Charleroi-Centre Le secrétaire fédéral de la CSC fait de l’emploi et de la formation les priorités locales absolues.

Si tout le monde s’accorde à reconnaître que Charleroi a entamé son redressement, cela ne se traduit pas encore dans les tableaux de bord de l’Institut wallon de l’évaluation, de la prospective et de la statistique (IWEPS).

Le secrétaire fédéral de la CSC Charleroi-Sambre et Meuse Fabrice Eeklaer n’en veut pour preuve que le revenu par habitant : en 2015, c’est dans notre région que le montant des déclarations fiscales a été le plus faible de Wallonie.

Idem pour le taux d’emploi, nettement en dessous de la moyenne wallonne (51,2 % contre 57,2) et pour le niveau d’enseignement, avec la plus forte proportion de personnes n’ayant pas leur certificat d’études de base (primaires), soit 15 % contre 12 % pour tout le Sud du pays.

L'amorce de changements

Ces réalités n’en cachent pas moins l’amorce de changements : en 2015, c’est aussi la zone de Charleroi Sud Hainaut qui a enregistré le plus important accroissement du taux d’emploi.

En l’espace de quatre ans, la population de jeunes diplômés de l’enseignement secondaire supérieure y est passée de 15 à 18 %, mais reste encore en dessous de la moyenne.

Pour Fabrice Eeklaer , l’emploi et la formation demeurent dès lors les premiers enjeux politiques de notre région. Et les décisions prises à l’échelle locale vont dans la bonne direction.

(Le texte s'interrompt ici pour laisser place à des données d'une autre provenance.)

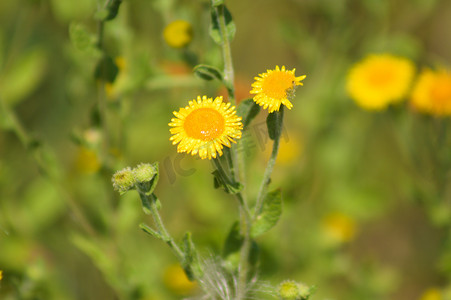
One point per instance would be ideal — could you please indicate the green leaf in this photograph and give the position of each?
(220, 13)
(215, 3)
(80, 37)
(248, 110)
(274, 122)
(191, 261)
(150, 231)
(269, 215)
(230, 188)
(23, 77)
(106, 69)
(233, 241)
(206, 72)
(113, 9)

Un front commun des syndicats, mutuelles et associations

"Des projets comme l’implantation d’une plateforme universitaire ou le campus des sciences, des Arts et des Métiers vont continuer à tirer les indicateurs vers le haut. Dans ce contexte, la création d’un large mouvement de front commun comme nous l’avons lancé le 23 octobre dernier lors de la marche des solidarités prend tout son sens."

Charleroi a toujours été un terreau propice aux fronts communs. À l’occasion de cette mobilisation inédite, la base syndicale s’est élargie aux mutualités et aux acteurs de l’associatif dans une dynamique positive. "Nous allons nous appuyer sur ce front commun pour poursuivre d’autres actions, dans les domaines où ce sera nécessaire comme la fiscalité. Notre organisation revendique en effet la globalisation des revenus et la progressivité de l’impôt. Or aucun des gouvernements tant fédéral que wallon n’est là-dedans…" Ambiance.